When I first started singing at "hoots" in the 1950s, which, at the time were song fests generally held in someone's living room and amounted to informal song swapping sessions, I sang only from memory. Songs I knew by heart. Everyone else did the same. NO ONE used cheat sheets or books.

It was just the way it was done.

That was good training for when I started getting hired to sing. I knew the songs in my repertoire, and could sing them from memory. And put my attention on putting the song across.

And I was not unique in this. There was never a music stand or cheat sheet in sight.

Seattle Song Circle got started in the late 1970s and, at first, that's the way it was done. We sang in rotation, going around the circle. Singing from memory.

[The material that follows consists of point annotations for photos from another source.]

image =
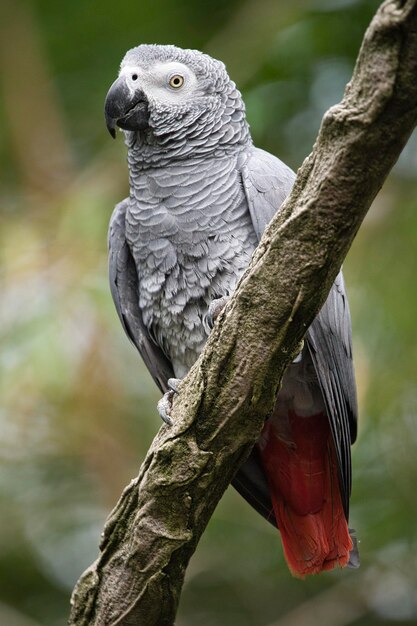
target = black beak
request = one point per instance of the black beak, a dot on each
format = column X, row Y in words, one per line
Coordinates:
column 125, row 109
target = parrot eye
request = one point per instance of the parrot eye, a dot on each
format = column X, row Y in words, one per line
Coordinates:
column 176, row 81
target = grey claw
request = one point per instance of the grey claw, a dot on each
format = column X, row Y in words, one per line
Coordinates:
column 215, row 308
column 164, row 407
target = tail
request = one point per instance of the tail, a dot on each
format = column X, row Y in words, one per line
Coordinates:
column 303, row 481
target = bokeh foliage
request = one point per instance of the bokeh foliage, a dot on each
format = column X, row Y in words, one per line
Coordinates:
column 77, row 406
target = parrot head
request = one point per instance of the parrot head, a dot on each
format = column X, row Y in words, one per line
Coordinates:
column 166, row 92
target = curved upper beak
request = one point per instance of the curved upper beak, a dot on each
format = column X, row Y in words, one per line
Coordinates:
column 124, row 108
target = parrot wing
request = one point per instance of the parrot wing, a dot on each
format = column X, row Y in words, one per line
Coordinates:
column 267, row 182
column 124, row 285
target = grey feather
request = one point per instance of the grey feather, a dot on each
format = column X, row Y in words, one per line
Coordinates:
column 200, row 198
column 124, row 288
column 267, row 181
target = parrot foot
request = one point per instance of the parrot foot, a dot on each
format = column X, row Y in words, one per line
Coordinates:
column 215, row 308
column 164, row 405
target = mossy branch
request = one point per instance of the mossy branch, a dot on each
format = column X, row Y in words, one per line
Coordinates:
column 219, row 412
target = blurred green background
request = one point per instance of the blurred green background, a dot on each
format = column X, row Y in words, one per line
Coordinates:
column 77, row 406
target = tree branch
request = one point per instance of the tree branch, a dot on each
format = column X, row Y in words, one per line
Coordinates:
column 219, row 412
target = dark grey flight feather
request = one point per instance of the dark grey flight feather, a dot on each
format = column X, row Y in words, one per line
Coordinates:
column 200, row 198
column 267, row 182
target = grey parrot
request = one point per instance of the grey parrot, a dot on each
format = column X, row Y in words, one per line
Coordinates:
column 200, row 197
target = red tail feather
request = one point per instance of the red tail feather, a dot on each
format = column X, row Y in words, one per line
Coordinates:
column 303, row 481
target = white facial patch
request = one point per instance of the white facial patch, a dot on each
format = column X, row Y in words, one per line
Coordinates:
column 155, row 81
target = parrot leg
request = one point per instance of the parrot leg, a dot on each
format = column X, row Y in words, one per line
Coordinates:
column 164, row 405
column 215, row 308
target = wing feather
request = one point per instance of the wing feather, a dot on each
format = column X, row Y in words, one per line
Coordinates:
column 267, row 182
column 124, row 285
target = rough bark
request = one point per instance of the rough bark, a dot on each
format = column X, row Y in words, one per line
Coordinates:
column 219, row 412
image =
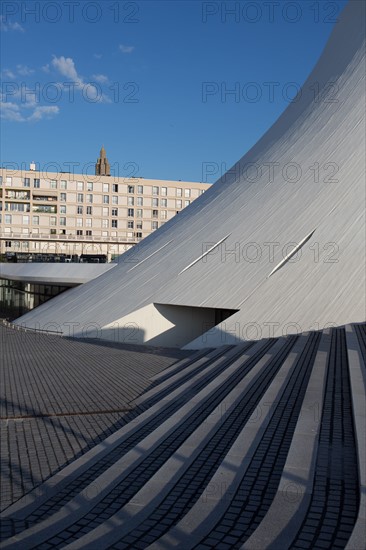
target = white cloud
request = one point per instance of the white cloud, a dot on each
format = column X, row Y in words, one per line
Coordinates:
column 8, row 74
column 47, row 111
column 126, row 49
column 101, row 78
column 6, row 26
column 66, row 66
column 23, row 70
column 10, row 111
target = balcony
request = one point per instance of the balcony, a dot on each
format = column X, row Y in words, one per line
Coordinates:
column 44, row 209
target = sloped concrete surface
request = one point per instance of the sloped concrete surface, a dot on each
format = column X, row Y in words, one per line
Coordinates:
column 251, row 446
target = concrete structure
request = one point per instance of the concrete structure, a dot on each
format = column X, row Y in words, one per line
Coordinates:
column 256, row 446
column 74, row 214
column 102, row 168
column 276, row 246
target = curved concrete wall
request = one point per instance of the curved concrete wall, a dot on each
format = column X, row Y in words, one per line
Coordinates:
column 303, row 182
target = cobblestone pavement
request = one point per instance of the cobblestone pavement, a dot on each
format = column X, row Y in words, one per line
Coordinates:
column 59, row 397
column 253, row 446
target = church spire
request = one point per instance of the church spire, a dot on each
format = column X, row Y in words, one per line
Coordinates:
column 102, row 167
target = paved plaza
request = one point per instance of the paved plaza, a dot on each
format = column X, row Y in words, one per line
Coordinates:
column 254, row 446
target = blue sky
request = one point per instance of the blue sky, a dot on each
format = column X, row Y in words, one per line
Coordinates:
column 151, row 80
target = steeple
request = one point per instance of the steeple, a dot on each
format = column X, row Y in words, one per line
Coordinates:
column 102, row 168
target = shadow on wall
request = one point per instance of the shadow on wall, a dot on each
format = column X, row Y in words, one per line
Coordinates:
column 166, row 325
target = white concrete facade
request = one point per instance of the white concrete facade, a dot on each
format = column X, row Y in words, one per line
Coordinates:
column 302, row 186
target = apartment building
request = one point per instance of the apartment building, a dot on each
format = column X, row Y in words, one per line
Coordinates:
column 74, row 214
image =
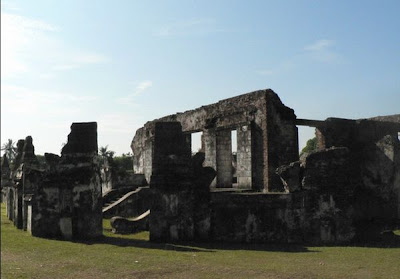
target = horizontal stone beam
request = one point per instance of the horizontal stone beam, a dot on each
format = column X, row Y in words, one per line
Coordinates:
column 310, row 123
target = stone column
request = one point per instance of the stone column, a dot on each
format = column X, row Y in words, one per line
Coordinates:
column 210, row 148
column 244, row 170
column 172, row 209
column 224, row 158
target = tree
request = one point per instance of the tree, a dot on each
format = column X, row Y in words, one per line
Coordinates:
column 9, row 149
column 104, row 152
column 311, row 145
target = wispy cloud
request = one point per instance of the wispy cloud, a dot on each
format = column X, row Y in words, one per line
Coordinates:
column 139, row 89
column 319, row 45
column 189, row 27
column 322, row 51
column 32, row 46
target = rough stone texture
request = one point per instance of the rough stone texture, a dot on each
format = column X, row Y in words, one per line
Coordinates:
column 290, row 176
column 82, row 139
column 131, row 204
column 270, row 138
column 378, row 196
column 124, row 225
column 64, row 199
column 179, row 199
column 374, row 163
column 330, row 212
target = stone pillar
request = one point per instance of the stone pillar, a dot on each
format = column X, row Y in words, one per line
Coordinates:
column 244, row 155
column 224, row 158
column 188, row 141
column 173, row 199
column 210, row 149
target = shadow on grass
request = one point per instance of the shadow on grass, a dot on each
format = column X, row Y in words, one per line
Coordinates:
column 388, row 240
column 192, row 246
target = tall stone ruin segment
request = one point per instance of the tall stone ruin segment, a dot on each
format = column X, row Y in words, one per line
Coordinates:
column 349, row 189
column 63, row 200
column 265, row 127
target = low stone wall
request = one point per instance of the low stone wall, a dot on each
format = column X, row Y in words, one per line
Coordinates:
column 131, row 204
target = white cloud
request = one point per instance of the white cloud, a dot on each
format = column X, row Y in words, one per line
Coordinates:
column 191, row 26
column 139, row 89
column 33, row 47
column 319, row 45
column 143, row 86
column 321, row 51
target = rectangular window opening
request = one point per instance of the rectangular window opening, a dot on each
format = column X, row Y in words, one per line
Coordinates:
column 234, row 157
column 197, row 142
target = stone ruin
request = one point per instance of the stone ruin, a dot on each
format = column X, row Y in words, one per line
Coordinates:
column 347, row 190
column 63, row 200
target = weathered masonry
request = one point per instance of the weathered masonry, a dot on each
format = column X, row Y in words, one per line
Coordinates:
column 266, row 139
column 349, row 189
column 62, row 199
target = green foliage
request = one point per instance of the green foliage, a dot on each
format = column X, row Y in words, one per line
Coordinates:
column 311, row 145
column 41, row 160
column 10, row 149
column 104, row 152
column 123, row 163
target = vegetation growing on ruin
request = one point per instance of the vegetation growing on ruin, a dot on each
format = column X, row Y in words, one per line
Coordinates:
column 311, row 145
column 132, row 256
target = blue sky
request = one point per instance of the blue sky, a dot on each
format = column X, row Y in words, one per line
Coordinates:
column 122, row 63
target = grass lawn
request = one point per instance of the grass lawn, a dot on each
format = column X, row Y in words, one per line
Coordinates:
column 132, row 256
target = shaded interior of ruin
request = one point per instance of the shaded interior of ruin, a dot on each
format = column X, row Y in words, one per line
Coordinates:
column 228, row 171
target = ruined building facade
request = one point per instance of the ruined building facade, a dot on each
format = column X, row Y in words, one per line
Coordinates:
column 347, row 190
column 266, row 139
column 62, row 200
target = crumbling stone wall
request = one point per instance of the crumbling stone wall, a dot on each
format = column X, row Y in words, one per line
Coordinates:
column 179, row 187
column 265, row 128
column 63, row 200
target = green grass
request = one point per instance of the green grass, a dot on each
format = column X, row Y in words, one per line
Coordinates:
column 132, row 256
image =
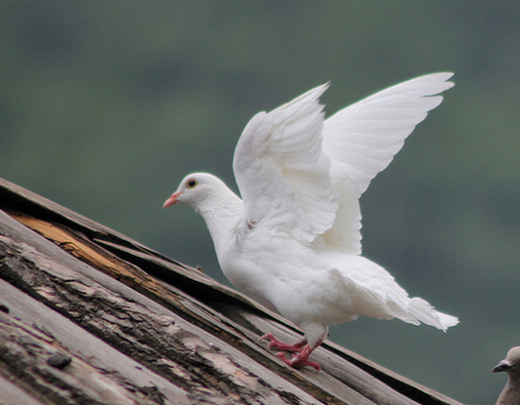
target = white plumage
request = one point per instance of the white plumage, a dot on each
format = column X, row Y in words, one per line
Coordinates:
column 293, row 241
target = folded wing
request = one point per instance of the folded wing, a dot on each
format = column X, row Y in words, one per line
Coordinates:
column 282, row 173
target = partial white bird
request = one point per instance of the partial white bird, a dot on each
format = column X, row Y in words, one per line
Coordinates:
column 293, row 241
column 511, row 365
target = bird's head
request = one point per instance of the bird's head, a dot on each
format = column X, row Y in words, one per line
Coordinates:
column 511, row 364
column 195, row 190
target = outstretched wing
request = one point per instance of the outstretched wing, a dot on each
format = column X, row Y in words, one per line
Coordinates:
column 362, row 139
column 281, row 171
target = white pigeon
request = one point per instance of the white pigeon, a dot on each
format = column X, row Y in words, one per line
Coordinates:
column 293, row 241
column 511, row 365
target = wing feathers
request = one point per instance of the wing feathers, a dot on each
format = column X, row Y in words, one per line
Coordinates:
column 281, row 171
column 303, row 175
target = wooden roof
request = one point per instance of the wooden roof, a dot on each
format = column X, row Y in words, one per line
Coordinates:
column 90, row 316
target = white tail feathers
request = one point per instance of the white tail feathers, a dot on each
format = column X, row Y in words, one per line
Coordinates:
column 425, row 313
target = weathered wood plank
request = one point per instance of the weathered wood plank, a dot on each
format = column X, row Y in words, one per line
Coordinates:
column 175, row 322
column 152, row 335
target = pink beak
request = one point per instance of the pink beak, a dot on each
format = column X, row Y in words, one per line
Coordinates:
column 172, row 200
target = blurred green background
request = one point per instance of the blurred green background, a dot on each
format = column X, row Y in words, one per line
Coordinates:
column 105, row 106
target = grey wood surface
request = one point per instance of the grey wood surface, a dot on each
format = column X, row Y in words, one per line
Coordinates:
column 88, row 315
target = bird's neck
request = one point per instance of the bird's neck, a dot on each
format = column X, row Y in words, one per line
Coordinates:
column 222, row 215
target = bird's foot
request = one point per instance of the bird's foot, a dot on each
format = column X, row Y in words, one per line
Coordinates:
column 276, row 344
column 298, row 361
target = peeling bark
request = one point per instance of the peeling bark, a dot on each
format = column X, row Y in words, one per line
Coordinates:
column 90, row 316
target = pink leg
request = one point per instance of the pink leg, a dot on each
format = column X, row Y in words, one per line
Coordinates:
column 276, row 344
column 301, row 352
column 300, row 359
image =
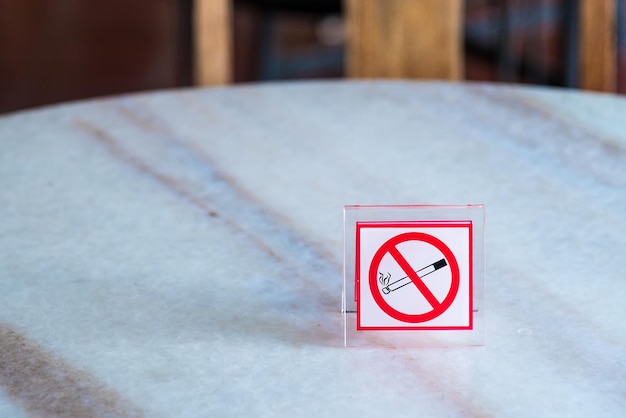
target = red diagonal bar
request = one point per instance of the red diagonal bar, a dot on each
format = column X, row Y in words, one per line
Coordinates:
column 421, row 286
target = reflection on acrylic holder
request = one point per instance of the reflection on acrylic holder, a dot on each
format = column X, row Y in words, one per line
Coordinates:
column 391, row 287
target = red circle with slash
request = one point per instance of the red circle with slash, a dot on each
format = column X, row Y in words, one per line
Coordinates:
column 390, row 247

Then, sometime in the 80s, a few new people started showing up with notebooks or stacks of song books. I remember sitting there one evening grinding my teeth with everyone else while one guy pulled out a song book, searched for the song he wanted, announced, "I haven't learned the words or tune yet, but. . . ." And then proceeded to set the whole room (about thirty people) writhing with his attempt to sing a Jacques Brel song (at a folk song circle), complete with backing up and restarting a couple of times.

OY!!

Actually, that was the last time Barbara and I went to Song Circle. This sort of thing had been happening for some time.

Then I heard that Rise Up Singing appeared at the Song Circle gatherings. More and more people began singing together out of the book, sort of like a hymn sing. By then, many of those who had started Song Circle in the first place had long since dropped out.

I have never used song sheets when singing in coffee houses, in clubs, in concerts, and I didn't use song sheets, cue cards, or teleprompter when I did television.

When I was taking singing lessons from George Hotchkiss Street many years ago, he had me bring my guitar to the lessons, then after we had worked on vocal exercises and technique, he would ask me to sing whatever song I was working on at the moment. He would often stop me and ask, "Now, what does that line mean?" He knew, of course, but he wanted to make sure that I knew, and wasn't just singing the song by rote.

And knowing what the song was all about made it possible for me to put something into it that made it come alive.

You simply can't do that if you don't KNOW the song and are reading it off a sheet of paper.

Keep a book of song sheets, yes. And use them to refresh your memory if you haven't sung the song for awhile. But do this at home in your own time.

And then leave the damned thing at home!!